Total dimensions76 x 76 x 91 cm (active length) Total length with head and duck pieces Number of plates per fuel element Brain plate Plate Enclosure Housing Fins width spacing height distance of the spacers Feather Fuel charge (total uranium per plate) per element reactor charge (36 elements) 152 cm 6 (8 sections per plate) 7.1 cm X 7.1 cm width 3.3 mm thick uranium metal enriched to 2.9% U2 0.51 mm aluminum 0.76 mm stainless steel.]. 4 fins per cm 1.27 mm at the base 1.27 mm approx. 4.2 mm 1.27 mm length 5.08 cm 3.95 kg 23.70 kg 853.2 kg Example 2. This describes the use of a fuel elements according to the present invention in another organically moderated power reactor with the following properties: Power generation electric net power11 400 kW gross electrical power12 500 »thermal gross power45 500» Water vapor ratio ang pressure 29.05 kp / cm2 angular temperature288 ° G angular string73 400 kg / h feed temperature C condenser cooling water temperature 21 ° C Reactor cooling coolant terphenyl coolant pressure 8.4 kp / cm2 system design pressure 21 kp / cm2 coolant inlet temp. 288 ° C refrigerant outlet temp. 316 ° C refrigerant flow rate2,3 kg / h number of primary loops2 total pressure drop3,5 kpiem2 refrigerant circulation time 40 s pressure and degassing flow rate200 ppm Reactor properties. max. thermal neutron node3.0 x 13 n / cm2-s average thermal neutron flux2.0 X 33 n / cm2-s maximum heat flow21.5 x 4 kcal / h.m2 total heat exchange area of fuel elements 730 m2 enrichment on U21.8% loading of 132120 kg Properties of the fuel elements.

Core3.3 mm uranium metal enriched to 1.8 °, / ,, 132 "Enclosure0.51 mm aluminum Housing12.1 x 12.1 x 0.076 cm Fins4 fins / cm width1.27 mm at the base aystand between the fins 1.27 mm height3 .8 mm Fuel plate137 x 12.1 cm 4 The total length of the element 174 cm & more 5.1 cm headpiece19 cm duct 13 cm number of plates per element20 (4 sections per plate) number of fuel elements in karnan63 The embodiments described above can be modified without overdoing & exceeding the framework of the invention.

Claims (2)

Patent claim: Fuel elements for nuclear reactors, containing a plurality of laterally and axially adjacent fuel plates consisting of a plurality of sections provided with cross-sectional spacer fins, which define three coolant channels, characterized in that each section consists of a cleavable material. that the rectangular spacer fins are formed on the sides of each plate section and are in contact with the spacer fins on adjacent sections, that a plurality of axially continuous cooling fins are arranged on each section between the spacer fins and partially project into the cooling channels and are shaped in relation to the cooling fins on the opposite the side of the opposite section and that the fuel element is provided with means for holding the sections in such a way that the spacer fins are held in abutment with each other and the sections are held parallel to each other and against relative lateral movement.
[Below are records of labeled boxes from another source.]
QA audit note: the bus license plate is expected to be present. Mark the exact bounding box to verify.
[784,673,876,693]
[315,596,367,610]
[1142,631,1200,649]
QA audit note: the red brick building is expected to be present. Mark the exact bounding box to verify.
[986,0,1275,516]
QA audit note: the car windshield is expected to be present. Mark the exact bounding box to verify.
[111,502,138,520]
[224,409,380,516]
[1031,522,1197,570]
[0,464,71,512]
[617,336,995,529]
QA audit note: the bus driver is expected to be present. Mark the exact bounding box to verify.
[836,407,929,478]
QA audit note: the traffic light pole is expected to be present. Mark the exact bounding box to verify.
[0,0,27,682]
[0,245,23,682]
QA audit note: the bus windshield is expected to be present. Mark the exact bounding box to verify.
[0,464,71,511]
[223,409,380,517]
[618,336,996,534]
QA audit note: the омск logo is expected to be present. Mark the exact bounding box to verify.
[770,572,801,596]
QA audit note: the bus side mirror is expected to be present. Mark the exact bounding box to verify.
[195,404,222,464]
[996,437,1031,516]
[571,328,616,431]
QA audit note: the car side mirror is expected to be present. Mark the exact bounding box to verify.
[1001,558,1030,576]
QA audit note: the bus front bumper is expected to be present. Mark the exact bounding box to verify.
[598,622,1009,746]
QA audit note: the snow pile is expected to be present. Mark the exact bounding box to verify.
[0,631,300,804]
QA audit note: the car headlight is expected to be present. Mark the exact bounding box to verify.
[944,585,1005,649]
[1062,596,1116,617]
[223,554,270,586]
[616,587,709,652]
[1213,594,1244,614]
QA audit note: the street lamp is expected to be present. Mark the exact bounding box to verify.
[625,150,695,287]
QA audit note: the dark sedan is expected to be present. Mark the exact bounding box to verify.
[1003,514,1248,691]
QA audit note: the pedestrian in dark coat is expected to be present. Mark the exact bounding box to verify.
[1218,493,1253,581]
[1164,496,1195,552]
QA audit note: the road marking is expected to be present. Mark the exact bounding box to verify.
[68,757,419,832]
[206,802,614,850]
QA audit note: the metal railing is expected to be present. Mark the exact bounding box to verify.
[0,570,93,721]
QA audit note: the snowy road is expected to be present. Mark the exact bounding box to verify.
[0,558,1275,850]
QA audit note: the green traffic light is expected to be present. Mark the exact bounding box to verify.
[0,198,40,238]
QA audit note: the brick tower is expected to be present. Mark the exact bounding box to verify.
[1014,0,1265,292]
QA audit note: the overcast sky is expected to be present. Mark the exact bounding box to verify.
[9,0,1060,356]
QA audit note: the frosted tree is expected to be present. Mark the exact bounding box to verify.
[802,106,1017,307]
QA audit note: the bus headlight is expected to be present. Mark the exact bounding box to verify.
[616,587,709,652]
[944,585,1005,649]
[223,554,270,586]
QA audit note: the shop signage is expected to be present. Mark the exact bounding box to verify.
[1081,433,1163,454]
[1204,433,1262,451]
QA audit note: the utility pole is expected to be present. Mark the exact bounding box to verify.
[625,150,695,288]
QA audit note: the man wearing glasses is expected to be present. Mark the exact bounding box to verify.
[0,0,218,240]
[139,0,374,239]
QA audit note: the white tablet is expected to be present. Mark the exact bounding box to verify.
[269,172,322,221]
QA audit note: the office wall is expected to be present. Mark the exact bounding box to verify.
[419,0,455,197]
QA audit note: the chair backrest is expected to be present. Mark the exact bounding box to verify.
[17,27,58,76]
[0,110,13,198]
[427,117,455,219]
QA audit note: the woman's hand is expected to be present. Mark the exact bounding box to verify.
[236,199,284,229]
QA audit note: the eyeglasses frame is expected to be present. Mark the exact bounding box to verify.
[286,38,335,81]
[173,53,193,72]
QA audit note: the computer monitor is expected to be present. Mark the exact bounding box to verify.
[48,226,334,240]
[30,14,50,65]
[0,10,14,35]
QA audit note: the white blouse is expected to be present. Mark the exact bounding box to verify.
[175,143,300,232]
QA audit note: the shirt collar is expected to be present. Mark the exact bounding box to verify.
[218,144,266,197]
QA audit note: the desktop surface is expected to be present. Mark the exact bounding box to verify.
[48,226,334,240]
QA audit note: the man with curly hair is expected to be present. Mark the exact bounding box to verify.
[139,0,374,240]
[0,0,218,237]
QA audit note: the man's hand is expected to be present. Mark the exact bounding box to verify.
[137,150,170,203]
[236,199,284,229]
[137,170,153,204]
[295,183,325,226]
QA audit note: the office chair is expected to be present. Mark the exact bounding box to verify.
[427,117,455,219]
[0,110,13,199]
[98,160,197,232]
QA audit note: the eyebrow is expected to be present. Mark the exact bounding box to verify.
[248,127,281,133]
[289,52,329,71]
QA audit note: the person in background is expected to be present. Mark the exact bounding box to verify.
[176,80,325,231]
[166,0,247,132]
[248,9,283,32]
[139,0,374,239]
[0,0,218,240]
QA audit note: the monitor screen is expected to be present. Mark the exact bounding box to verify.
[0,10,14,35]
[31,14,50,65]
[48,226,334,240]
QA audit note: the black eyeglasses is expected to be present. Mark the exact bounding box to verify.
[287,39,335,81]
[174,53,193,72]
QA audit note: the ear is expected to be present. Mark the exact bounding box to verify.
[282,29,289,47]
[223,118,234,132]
Fuel element according to claim 1, characterized in that some cooling fins at the side edges of each fuel plate are shorter than the other cooling fins on other parts of the surface of the plate. Request publications: Patent documents from Sweden 148 754. Other publications: International conference on the peaceful uses of atomic energy. 1955. Geneva. Proceedings. Vol. 9. New York 1956. (United Nations publications), pp. 203-207, 221-230.